Cuando el novelista devenido figura política dice que “los libros nos ayudan a derrotar los prejuicios racistas, étnicos e ideológicos entre los pueblos y las personas”, ¿se refiere a Mein Kampf? Leído por Theodor Adorno o Jean-Paul Sartre, el panfleto de Hitler bien puede ser usado para deshacer prejuicios, como pudo ocurrir que, leído por ciertos lugonianos, el Martín Fierro fuera una epopeya contra la inmigración rusa o italiana. No es que no sepa Vargas que “la extraordinaria variedad” del universo del libro contiene “lo mejor y lo peor” de la humanidad, sino que supone que la sola lectura de ese magma “nos hace más sensibles, más imaginativos y, sobre todo, más libres”. Pobres y ricos, doctorados y semianalfabetos, contaríamos todos con los mismos instrumentos a la hora de enfrentarnos a un texto. Leeríamos desde el limbo de un linaje humano abstracto, libres de intereses o visiones que condicionen y contaminen nuestras lecturas. Todos terminaríamos, libros mediante, por comprender que “la humanidad es una sola”. Vargas debe de saber –es lo que parece advertirse en unas cuantas novelas suyas– que la literatura, o cierta literatura, la que él supone preferir, no lleva a reconocer nada sino la extrañeza. Que, en vez de producir certezas, la literatura las cuestiona, abre conflictos en vez de cerrarlos, instala interrogantes. Pero prefirió atenerse a los clichés de la vieja cultura liberal ilustrada: si en lo político apuesta al neoliberalismo, en lo cultural se atrinchera en un liberalismo anterior a Rimbaud, Marx, Nietzsche, Freud y Kafka.
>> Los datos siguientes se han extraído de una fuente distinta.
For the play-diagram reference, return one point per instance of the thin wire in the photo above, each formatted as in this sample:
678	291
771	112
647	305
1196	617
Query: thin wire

Extasiarse en la tarea edificante que cumpliría en sí misma la lectura es propio de una fe según la cual la humanidad marcha hacia un futuro de luces y racionalidad, aunque para ello haya que someter o masacrar a los grupos humanos que no se muestren tan razonables. En la historia argentina se supo qué justifican los ideales liberales: la Guerra del Paraguay, la Conquista del Desierto, el “no ahorre sangre de gauchos, que es lo único que tienen de humano”. Traducido: implacables intereses económicos. “Leer –pregona Vargas Llosa– nos hace libres, a condición, claro está, de que podamos elegir los libros que queremos leer, y que los libros puedan escribirse”. ¿Quiénes impiden elegir? Inquisidores, comisarios políticos, fanáticos religiosos, dogmáticos, caudillos megalómanos. No entran en la lista, en cambio, la omnipresencia de una industria editorial concentrada, gracias a la cual unos pocos capitales transnacionales deciden quién publica, qué publica y en función de qué, ni los filtros que imponen las redes de distribución y comercialización. ¿Quiénes son, en los hechos, los que no dejan que ciertos libros puedan escribirse, o al menos publicarse? El liberal Vargas Llosa no es capaz de preguntárselo, como puede añorar los tiempos en que en América latina “la literatura más renovadora y moderna” circulaba en ediciones argentinas, sin preguntarse por qué ya no ocurre, cuando las viejas editoriales a las que rinde homenaje son hoy filiales de empresas españolas, que a su vez responden a capitales alemanes o norteamericanos.
* Poeta y crítico.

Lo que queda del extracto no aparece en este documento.